Who You Gonna Call?

Returning home to a three-month pile of snail mail, I start by making four piles: His, Mine, Ours, and Junk, the most easily handled but sadly the smallest pile.

Pile of snail mail

His

Over breakfast, we dispose of Ours: Christmas cards that arrived after we left, credit card statements already looked at online.  Then I take Mine to my office and sort it again, but by source: magazines, businesses, charities, and government.

I boot pretty quickly through the first three piles, noting a few oddities as I go:

  • 1 letter ostensibly confirming a magazine gift for a grandchild but really giving me a handy form for ordering more (gift subscriptions, not grandchildren)
  • 53 bank mailings (maybe I miscounted) reporting on 1 RRSP contribution, 2 retirement savings account transfers (sending and receiving banks both heard from multiple times, thanks very much), and 3 bank accounts
  • 3 tax receipts for In Memoriam donations to offline charities, and 2 follow-on solicitations from charities whose mailing lists I joined by making In Memoriam donations

So far, so good: tedious but tolerable.  Then I hit the last pile and its highlights:

  • A Canada Revenue Agency reminder that my first HST payment is due at the end of April, unlike every other year when it was due at, let me see, the end of April
  • A Service Canada notification that my application for Old Age Security has been approved, with 20 column-inches of additional information, much of it made irrelevant by this very notification and all of it in print too small for Old Age Security recipients to read easily

Wow!  This is fun.  But wait, there’s more.  The last item in the government pile brings birthday greetings from Her Majesty the Queen.

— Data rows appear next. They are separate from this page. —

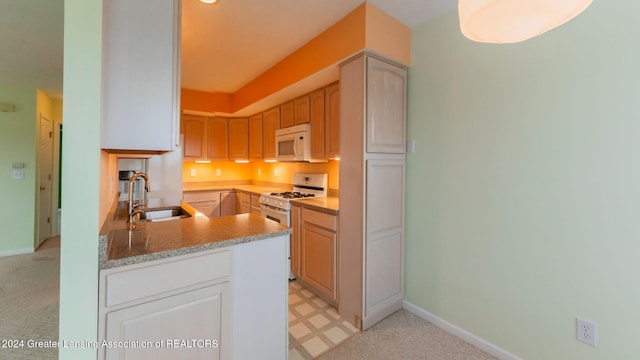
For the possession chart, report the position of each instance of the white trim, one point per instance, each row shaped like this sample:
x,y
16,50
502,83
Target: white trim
x,y
16,252
459,332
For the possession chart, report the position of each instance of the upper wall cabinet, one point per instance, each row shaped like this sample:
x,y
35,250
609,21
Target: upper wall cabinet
x,y
332,120
270,123
302,110
286,114
140,87
204,138
255,137
239,139
386,107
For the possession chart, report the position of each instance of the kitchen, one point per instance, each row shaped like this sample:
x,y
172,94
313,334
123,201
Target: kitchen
x,y
292,140
470,156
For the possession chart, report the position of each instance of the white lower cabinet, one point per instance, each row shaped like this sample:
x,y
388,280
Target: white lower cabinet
x,y
190,325
228,303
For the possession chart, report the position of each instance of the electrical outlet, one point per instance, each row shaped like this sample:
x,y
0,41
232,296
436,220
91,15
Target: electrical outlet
x,y
586,331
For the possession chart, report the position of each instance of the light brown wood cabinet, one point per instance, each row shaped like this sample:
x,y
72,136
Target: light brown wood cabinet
x,y
317,119
302,110
217,138
194,129
286,114
296,213
255,137
270,123
332,121
314,242
238,139
205,138
243,203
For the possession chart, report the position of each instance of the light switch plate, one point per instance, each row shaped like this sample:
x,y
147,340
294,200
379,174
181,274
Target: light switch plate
x,y
17,174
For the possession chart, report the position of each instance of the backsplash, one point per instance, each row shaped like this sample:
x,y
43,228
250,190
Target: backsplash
x,y
277,172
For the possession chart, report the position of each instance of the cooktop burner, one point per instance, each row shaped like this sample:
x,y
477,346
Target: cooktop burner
x,y
292,195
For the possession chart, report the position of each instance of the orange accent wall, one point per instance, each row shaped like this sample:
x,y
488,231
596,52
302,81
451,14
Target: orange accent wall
x,y
387,36
342,39
366,27
205,101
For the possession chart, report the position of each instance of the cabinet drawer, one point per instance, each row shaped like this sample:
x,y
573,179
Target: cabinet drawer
x,y
196,196
321,219
166,275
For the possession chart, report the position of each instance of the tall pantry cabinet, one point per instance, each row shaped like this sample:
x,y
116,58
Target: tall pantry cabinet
x,y
373,94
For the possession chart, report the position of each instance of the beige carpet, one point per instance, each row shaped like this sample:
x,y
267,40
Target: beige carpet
x,y
29,301
405,336
29,298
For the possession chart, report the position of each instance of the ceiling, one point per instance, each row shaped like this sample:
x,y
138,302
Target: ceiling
x,y
224,46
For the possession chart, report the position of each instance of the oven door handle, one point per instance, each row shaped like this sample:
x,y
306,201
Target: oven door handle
x,y
272,209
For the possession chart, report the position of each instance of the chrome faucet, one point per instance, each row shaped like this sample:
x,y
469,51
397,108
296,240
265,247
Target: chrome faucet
x,y
147,187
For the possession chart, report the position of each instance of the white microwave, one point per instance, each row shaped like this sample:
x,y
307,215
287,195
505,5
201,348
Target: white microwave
x,y
294,143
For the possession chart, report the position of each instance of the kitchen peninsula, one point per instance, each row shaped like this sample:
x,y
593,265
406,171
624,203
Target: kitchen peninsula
x,y
216,281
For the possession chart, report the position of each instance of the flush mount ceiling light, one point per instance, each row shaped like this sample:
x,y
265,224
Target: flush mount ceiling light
x,y
511,21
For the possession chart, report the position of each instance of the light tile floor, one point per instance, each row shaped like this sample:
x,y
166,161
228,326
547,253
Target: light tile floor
x,y
314,326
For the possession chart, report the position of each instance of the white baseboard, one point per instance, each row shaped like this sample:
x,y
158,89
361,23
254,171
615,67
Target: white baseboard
x,y
459,332
16,252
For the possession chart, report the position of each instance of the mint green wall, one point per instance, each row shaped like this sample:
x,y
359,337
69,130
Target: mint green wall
x,y
80,193
17,144
523,206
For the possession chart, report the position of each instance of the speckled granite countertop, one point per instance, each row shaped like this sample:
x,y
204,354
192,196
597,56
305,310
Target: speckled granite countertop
x,y
329,204
147,241
254,189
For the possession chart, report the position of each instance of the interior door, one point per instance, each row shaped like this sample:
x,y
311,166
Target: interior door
x,y
46,169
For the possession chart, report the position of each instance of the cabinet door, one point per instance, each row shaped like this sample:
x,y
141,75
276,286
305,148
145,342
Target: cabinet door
x,y
256,207
227,203
301,110
202,314
243,203
317,116
239,139
384,237
140,85
332,121
195,137
317,263
255,137
295,240
270,123
286,115
217,133
386,107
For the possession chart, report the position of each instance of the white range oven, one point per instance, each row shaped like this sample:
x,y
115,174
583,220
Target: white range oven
x,y
276,206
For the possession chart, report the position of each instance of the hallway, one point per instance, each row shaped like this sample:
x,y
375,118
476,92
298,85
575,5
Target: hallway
x,y
29,302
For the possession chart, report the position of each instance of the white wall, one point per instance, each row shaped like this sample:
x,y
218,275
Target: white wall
x,y
523,206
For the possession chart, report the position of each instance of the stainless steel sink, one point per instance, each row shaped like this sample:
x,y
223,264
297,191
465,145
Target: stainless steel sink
x,y
164,214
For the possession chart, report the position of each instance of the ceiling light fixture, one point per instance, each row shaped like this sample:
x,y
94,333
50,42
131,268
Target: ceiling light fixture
x,y
511,21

I’m not kidding.  Of course, the greetings come from the Ministry of Health and Long-term Care via ServiceOntario, but that’s a proxy for the Province of Ontario which is, in turn, a proxy for Herself.  The letter starts off with a tone both celebratory and condescending, sorta like this.

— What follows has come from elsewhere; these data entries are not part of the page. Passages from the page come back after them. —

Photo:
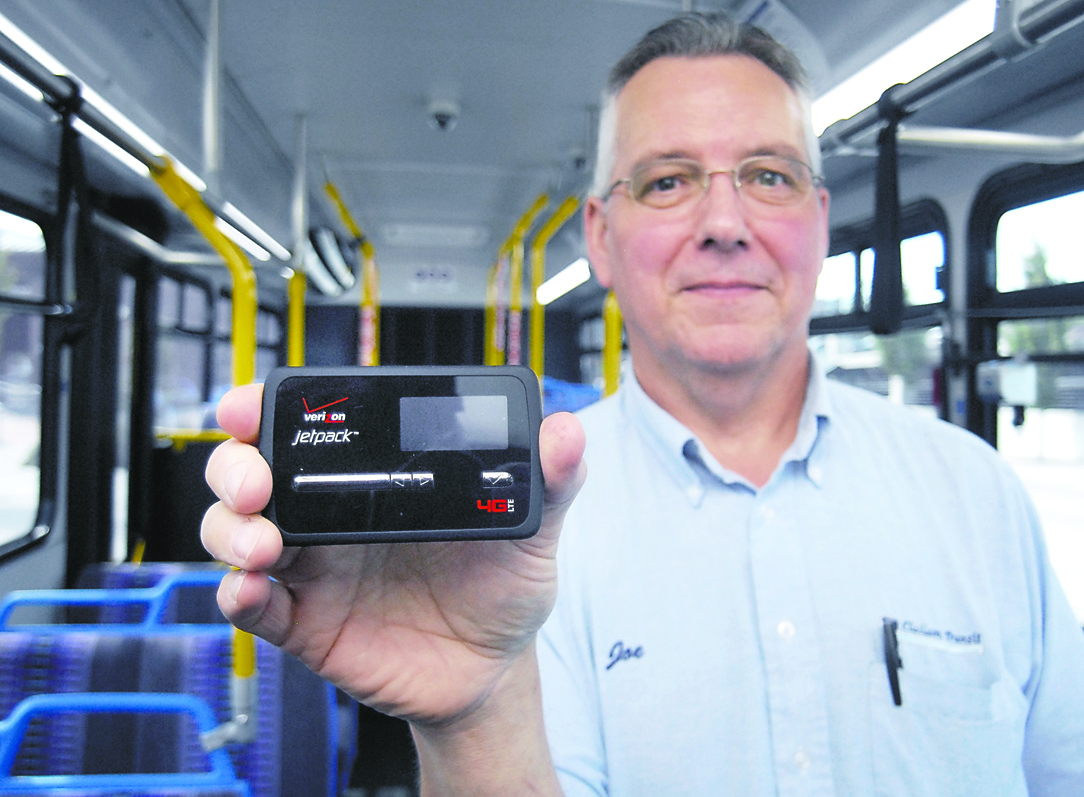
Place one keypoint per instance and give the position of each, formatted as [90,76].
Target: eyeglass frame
[816,180]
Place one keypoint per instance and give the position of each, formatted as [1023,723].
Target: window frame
[986,307]
[916,218]
[53,312]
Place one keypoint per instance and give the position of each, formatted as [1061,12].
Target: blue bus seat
[301,738]
[215,778]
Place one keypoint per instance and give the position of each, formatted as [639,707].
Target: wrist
[499,748]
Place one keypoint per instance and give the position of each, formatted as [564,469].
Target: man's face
[721,282]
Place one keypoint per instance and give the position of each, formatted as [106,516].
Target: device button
[342,481]
[495,478]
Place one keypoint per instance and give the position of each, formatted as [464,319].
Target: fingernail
[239,579]
[243,540]
[234,478]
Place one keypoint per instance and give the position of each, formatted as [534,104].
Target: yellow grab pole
[369,351]
[243,339]
[295,319]
[611,345]
[369,338]
[547,230]
[243,331]
[489,347]
[515,246]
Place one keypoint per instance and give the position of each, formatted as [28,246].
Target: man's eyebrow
[655,157]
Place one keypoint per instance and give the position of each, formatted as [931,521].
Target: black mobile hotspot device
[402,453]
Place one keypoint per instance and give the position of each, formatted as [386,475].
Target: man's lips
[724,286]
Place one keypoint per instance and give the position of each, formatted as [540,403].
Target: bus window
[1037,246]
[22,280]
[847,277]
[904,365]
[901,367]
[835,288]
[1040,244]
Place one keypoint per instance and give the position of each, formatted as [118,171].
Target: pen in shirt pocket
[892,661]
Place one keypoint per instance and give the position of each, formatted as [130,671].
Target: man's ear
[595,229]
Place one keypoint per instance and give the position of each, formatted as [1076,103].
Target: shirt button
[802,760]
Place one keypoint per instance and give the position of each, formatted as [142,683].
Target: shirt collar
[688,461]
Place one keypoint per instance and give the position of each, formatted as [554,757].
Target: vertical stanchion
[515,247]
[611,345]
[547,230]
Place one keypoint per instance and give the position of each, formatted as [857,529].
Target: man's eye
[667,182]
[663,183]
[769,178]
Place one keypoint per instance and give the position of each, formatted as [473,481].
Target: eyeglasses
[766,179]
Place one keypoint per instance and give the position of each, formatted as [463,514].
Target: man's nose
[721,214]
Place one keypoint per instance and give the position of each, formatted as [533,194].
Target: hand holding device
[422,631]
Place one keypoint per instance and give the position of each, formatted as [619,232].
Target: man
[755,550]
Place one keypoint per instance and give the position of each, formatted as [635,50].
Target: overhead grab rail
[57,91]
[298,280]
[1016,31]
[369,333]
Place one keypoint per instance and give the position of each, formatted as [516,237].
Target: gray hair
[697,35]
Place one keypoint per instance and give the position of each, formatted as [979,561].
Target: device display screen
[453,423]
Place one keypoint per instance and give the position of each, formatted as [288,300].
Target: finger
[255,603]
[250,542]
[562,442]
[239,412]
[240,476]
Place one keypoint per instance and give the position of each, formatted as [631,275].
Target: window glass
[22,275]
[20,422]
[22,258]
[195,310]
[902,367]
[835,288]
[1041,244]
[921,259]
[178,399]
[866,269]
[1047,448]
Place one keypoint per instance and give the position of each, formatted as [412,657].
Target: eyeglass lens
[770,180]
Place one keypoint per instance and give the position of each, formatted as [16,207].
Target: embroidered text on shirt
[620,653]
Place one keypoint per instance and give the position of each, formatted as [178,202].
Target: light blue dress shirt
[711,638]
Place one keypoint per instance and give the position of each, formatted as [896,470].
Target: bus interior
[193,192]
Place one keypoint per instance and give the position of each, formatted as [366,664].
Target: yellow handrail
[494,321]
[369,341]
[369,333]
[242,334]
[515,247]
[295,322]
[611,345]
[547,230]
[243,331]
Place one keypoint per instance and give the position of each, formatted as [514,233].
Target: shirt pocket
[957,733]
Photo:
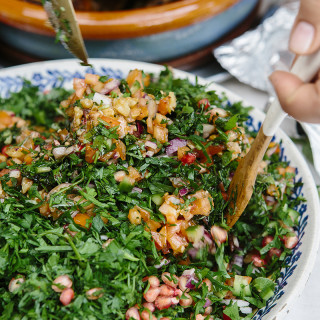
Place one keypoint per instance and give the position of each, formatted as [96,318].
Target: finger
[300,100]
[305,34]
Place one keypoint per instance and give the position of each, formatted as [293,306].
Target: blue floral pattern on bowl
[50,78]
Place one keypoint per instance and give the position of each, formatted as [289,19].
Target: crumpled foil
[253,56]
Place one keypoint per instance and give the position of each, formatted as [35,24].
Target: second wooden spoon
[242,184]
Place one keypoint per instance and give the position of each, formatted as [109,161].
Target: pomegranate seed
[154,281]
[208,283]
[133,313]
[66,296]
[174,300]
[166,291]
[182,283]
[94,293]
[15,283]
[274,252]
[61,283]
[166,276]
[204,102]
[290,241]
[258,261]
[145,315]
[150,306]
[219,234]
[163,302]
[188,158]
[266,240]
[152,294]
[255,257]
[187,301]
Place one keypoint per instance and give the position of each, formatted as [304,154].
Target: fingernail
[302,37]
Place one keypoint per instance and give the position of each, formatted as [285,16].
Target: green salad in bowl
[113,197]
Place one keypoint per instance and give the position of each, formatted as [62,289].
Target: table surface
[306,306]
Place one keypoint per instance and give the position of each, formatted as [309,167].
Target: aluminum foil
[253,56]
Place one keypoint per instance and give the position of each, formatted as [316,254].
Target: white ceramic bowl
[300,264]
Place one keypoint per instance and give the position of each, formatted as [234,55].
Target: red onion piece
[162,263]
[109,86]
[189,283]
[237,260]
[193,253]
[183,192]
[175,144]
[151,145]
[191,278]
[208,303]
[135,189]
[152,107]
[139,127]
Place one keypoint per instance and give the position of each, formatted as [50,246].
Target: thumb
[305,34]
[300,100]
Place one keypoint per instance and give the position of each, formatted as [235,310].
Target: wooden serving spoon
[242,184]
[63,20]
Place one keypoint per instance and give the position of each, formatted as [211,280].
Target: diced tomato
[255,257]
[79,86]
[258,261]
[164,106]
[224,196]
[4,149]
[81,146]
[204,102]
[90,154]
[113,122]
[81,219]
[5,119]
[188,158]
[121,149]
[160,240]
[274,252]
[133,76]
[266,240]
[212,150]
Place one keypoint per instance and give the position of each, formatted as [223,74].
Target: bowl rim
[31,17]
[282,307]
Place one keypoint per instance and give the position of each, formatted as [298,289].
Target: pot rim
[116,24]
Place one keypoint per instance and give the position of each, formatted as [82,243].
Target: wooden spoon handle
[242,184]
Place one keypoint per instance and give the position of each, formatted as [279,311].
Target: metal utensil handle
[305,67]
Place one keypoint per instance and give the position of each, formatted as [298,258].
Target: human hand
[301,100]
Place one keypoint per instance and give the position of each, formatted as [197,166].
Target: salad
[113,197]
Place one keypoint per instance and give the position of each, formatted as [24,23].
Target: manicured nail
[302,37]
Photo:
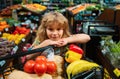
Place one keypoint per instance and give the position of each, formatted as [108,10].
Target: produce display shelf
[107,64]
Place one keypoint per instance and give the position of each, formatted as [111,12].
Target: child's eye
[59,29]
[50,29]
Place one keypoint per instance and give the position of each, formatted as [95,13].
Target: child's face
[54,32]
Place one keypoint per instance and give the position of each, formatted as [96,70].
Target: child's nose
[55,32]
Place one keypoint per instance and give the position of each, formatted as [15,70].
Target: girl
[54,30]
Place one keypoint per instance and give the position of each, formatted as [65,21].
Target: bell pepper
[76,49]
[71,56]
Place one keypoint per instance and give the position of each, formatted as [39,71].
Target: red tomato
[51,67]
[29,66]
[40,59]
[40,68]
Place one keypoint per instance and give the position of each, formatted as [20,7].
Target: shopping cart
[95,73]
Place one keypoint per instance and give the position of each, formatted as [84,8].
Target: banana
[83,67]
[72,67]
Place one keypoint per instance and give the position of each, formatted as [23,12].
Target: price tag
[117,72]
[23,40]
[6,29]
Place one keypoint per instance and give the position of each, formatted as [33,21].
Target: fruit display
[3,25]
[37,8]
[6,47]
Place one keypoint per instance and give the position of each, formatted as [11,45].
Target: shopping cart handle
[25,53]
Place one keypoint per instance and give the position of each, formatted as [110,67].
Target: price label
[117,72]
[6,29]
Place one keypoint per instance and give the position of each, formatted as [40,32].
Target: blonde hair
[47,20]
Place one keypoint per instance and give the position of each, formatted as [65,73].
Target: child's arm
[78,38]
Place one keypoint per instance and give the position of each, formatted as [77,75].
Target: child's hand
[61,42]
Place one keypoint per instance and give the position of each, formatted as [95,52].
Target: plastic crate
[95,73]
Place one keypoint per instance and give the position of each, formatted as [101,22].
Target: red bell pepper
[76,49]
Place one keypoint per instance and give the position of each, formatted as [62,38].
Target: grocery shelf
[106,64]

Dear Ontarian: Congratulations on surviving to 65!

Maybe I overreacted.

Anyway, it’s clear that 65 is the eligibility age for the Ontario Drug Benefit Program, but the Program itself is past confusing.  I hack through the jungle:

  • Deductibles, co-payments, and requirements related thereto
  • Income levels and their effect on benefits (in two tables)
  • Application procedures (“It’s simple!”)
  • Interactions with two other provincial drug programs
  • What You Should Do if You Move (call the Queen, I think, but maybe I misunderstood)

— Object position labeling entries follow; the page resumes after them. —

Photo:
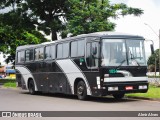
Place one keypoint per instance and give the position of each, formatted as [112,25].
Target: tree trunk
[53,36]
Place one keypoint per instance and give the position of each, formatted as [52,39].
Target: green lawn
[153,92]
[10,84]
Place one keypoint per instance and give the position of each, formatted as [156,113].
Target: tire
[31,87]
[118,96]
[81,90]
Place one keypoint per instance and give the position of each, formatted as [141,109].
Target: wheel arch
[30,79]
[77,80]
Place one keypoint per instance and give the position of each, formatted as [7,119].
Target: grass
[10,84]
[153,92]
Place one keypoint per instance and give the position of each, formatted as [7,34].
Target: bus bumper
[122,88]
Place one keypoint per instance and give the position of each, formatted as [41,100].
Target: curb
[143,98]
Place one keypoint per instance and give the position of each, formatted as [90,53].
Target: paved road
[19,100]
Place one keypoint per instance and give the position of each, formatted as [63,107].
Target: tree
[87,16]
[153,57]
[45,14]
[15,30]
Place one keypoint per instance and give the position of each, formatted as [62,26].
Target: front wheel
[31,87]
[118,96]
[81,90]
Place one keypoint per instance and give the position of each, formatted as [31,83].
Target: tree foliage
[18,25]
[87,16]
[15,30]
[45,14]
[153,57]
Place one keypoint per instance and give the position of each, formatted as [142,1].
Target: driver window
[92,54]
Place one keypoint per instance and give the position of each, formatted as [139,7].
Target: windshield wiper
[121,63]
[135,61]
[133,58]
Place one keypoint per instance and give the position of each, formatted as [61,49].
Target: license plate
[129,87]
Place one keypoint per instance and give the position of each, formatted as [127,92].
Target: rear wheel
[81,90]
[118,96]
[31,87]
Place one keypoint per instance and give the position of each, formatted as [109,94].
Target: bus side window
[88,54]
[47,52]
[59,51]
[52,51]
[29,55]
[36,54]
[92,54]
[95,54]
[21,57]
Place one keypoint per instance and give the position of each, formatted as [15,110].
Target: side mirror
[152,48]
[94,50]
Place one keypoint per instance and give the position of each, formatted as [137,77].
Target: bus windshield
[123,52]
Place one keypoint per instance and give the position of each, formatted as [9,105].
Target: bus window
[29,55]
[92,54]
[21,57]
[81,48]
[74,49]
[38,54]
[47,52]
[65,50]
[59,51]
[52,51]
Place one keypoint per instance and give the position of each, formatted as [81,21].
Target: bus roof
[96,34]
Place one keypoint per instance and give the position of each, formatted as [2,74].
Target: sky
[136,25]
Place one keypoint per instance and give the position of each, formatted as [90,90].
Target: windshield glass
[136,53]
[119,52]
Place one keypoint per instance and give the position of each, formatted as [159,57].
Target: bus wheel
[31,87]
[81,90]
[118,96]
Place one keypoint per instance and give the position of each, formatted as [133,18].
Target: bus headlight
[143,87]
[112,88]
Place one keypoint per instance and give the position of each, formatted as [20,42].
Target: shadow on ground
[105,99]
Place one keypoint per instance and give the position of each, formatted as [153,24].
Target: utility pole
[159,41]
[159,51]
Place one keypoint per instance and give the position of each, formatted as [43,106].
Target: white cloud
[135,25]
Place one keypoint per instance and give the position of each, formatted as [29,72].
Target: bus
[95,64]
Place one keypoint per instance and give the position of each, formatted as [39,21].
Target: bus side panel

I reach the end of the covering letter none the wiser, really, and turn hopefully to the enclosed pamphlet.  Sadly, it has nothing to do with the Ontario Drug Benefit Program, and is unexpectedly offensive besides.

Cover of pamphlet on safe medication use

How does it offend me?  Let me count the editorial ways:

  • It has three named sections—Did You Know?, Some Suggestions, More Suggestions (I’m not kidding)—and an unnamed section that (going by its content) would have to be We Just Thought We’d Say It Again to Fill Up the Pamphlet.
  • It does not distinguish between content of passing interest (things you might want to know, you know, sometime) and content critical to health or life safety (things you MUST DO or MUST NOT DO with your meds).
  • Its advice on the proper handling of meds is valid for all ages, not just for seniors, as is its oft-repeated advice on What to Do if You Experience a Surprising Side Effect (Hint: Don’t call the Queen.).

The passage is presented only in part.